Ellen moved through the outcry, meeting the police, being subjected to a hospital examination-and within six minutes, the witness had completed her testimony. It was merely the outline of the crime, but enough of a legal foundation on which to send a man to jail for the next twenty-five years of his life.
If Blanca Robles’s case was to make it to a trial six months from now, Lem Howell would likely take these six minutes-and all the flesh that had been left off the bones for this presentation-to skewer the woman for the better part of three days in a courtroom.
“Thank you, Ms. Robles. You may step out.”
Before she could push back from the table, the hands of three jurors shot up in the air. I followed Ellen to the first one and listened as the ponytailed guy in a flannel shirt and jeans asked her, “What about the lady’s lawsuit? I know what’s in the papers isn’t evidence, but I got some questions about her lawsuit.”

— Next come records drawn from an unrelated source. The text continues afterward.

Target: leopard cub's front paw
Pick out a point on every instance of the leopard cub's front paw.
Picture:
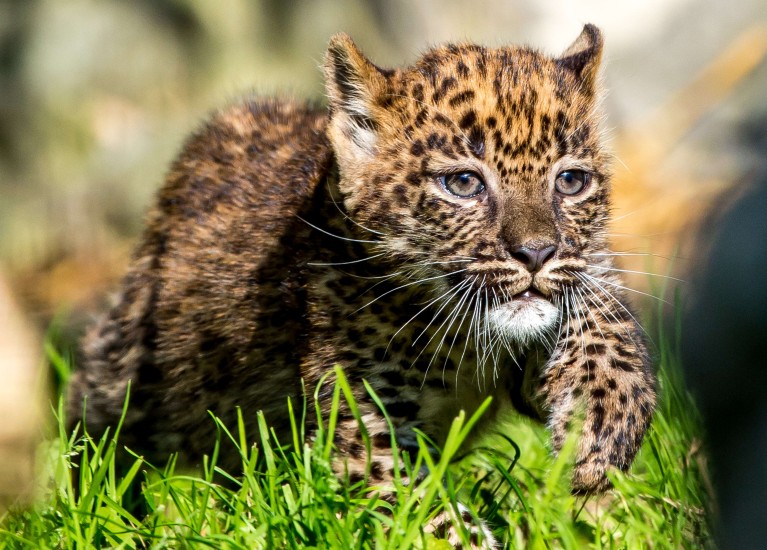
(590, 477)
(443, 526)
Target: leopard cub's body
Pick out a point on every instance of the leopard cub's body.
(441, 234)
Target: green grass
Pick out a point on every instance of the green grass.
(289, 497)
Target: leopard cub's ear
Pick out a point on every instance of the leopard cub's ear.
(583, 57)
(353, 84)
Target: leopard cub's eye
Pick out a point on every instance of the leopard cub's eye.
(572, 182)
(463, 184)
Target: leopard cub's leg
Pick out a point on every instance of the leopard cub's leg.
(602, 365)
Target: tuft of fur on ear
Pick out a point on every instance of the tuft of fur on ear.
(352, 83)
(583, 56)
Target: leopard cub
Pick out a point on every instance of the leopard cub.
(439, 231)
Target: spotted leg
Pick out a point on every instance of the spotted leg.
(601, 366)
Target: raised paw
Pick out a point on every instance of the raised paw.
(444, 526)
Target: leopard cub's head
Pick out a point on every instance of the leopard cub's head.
(478, 171)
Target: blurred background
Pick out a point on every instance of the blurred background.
(96, 97)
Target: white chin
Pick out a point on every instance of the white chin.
(523, 321)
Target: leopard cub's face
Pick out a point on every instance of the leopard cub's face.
(479, 172)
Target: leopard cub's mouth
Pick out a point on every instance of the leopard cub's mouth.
(530, 293)
(527, 317)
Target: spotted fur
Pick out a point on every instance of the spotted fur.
(288, 239)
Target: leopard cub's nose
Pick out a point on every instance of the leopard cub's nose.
(533, 258)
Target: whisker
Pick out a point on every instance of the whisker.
(405, 286)
(609, 294)
(626, 288)
(636, 272)
(337, 236)
(347, 263)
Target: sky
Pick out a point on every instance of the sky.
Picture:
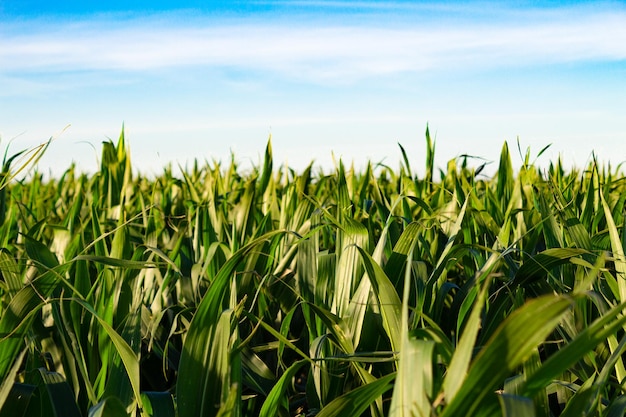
(327, 80)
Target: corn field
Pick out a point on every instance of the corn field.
(271, 292)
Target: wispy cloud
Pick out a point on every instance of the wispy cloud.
(315, 52)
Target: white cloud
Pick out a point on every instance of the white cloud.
(315, 52)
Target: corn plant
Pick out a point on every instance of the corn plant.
(216, 291)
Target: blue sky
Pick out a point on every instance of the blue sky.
(197, 80)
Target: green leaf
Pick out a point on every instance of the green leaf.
(109, 407)
(277, 397)
(516, 406)
(510, 346)
(355, 402)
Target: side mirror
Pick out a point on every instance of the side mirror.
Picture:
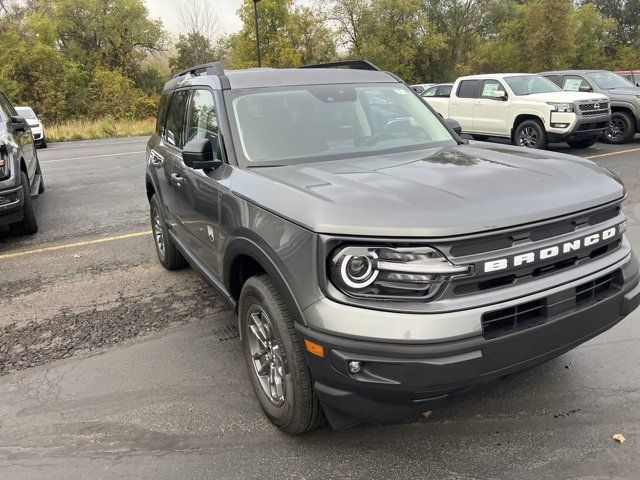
(198, 154)
(500, 95)
(19, 124)
(455, 126)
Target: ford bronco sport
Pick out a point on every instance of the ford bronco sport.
(377, 262)
(20, 175)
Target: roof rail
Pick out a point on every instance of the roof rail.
(213, 68)
(351, 64)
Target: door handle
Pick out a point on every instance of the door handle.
(177, 179)
(156, 159)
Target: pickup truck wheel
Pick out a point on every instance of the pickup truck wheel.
(621, 129)
(28, 225)
(531, 134)
(275, 359)
(168, 253)
(584, 143)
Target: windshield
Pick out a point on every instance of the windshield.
(530, 84)
(609, 80)
(330, 122)
(26, 113)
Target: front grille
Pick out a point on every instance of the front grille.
(499, 242)
(530, 314)
(588, 109)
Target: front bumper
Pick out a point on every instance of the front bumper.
(400, 380)
(11, 202)
(584, 127)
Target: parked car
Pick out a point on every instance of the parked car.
(421, 87)
(378, 266)
(20, 174)
(442, 90)
(527, 109)
(623, 95)
(37, 127)
(632, 76)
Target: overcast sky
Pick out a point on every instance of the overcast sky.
(167, 11)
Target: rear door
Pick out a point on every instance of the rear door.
(169, 151)
(491, 114)
(23, 139)
(462, 104)
(197, 192)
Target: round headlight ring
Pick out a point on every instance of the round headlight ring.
(362, 281)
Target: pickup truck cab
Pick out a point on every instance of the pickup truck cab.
(528, 109)
(623, 96)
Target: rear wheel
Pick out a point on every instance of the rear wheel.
(28, 225)
(584, 143)
(168, 253)
(275, 359)
(621, 129)
(531, 134)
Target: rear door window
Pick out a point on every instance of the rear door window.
(573, 83)
(489, 87)
(175, 130)
(467, 89)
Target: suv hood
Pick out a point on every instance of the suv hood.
(566, 97)
(430, 193)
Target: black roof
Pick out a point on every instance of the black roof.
(323, 74)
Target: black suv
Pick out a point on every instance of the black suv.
(20, 175)
(377, 262)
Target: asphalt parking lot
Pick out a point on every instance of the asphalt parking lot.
(111, 367)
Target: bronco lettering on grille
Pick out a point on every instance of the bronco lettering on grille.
(549, 252)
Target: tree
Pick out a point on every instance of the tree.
(191, 49)
(289, 35)
(198, 17)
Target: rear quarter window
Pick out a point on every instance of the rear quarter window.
(162, 114)
(467, 89)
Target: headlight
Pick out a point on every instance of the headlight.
(561, 107)
(391, 273)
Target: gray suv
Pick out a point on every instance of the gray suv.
(377, 262)
(624, 96)
(20, 175)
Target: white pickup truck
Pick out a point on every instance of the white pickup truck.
(528, 109)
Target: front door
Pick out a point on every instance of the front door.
(491, 114)
(197, 191)
(169, 151)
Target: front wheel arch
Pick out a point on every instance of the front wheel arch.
(244, 249)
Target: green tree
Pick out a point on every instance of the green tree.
(191, 49)
(290, 35)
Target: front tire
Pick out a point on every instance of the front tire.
(584, 143)
(168, 253)
(275, 359)
(28, 225)
(531, 134)
(621, 129)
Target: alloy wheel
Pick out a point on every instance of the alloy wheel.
(267, 355)
(528, 137)
(617, 129)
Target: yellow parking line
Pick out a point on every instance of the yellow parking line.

“As your legal advisers, sir,” I said, “we must tell you that lawsuit is not relevant to this proceeding. There is a separate forum-the civil court-in which that matter will be decided.”
Grand juror number eight seemed displeased by my response. I guessed he had the blue-collar reaction of a pox on both their houses-the wealthy African son-of-a-thieving-dictator and the hoping-to-win-the-lottery maid who might have been too melodramatic for this guy.
We crossed the room to reach number thirteen, a retired high school principal in her late sixties. “You didn’t ask her if she screamed. I want to know whether she screamed when she says this guy attacked her.”
“I’m going to decline to ask that question, ma’am,” Ellen said. “There is no legal requirement that any victim of a crime has to scream.”
“I’d still like to know why the girl didn’t scream,” she said, a little louder than was necessary.
Behind her was the assistant foreman of the grand jury, an African American businessman in his early forties. “So, what did Mr. Gil-Darsin say about this?”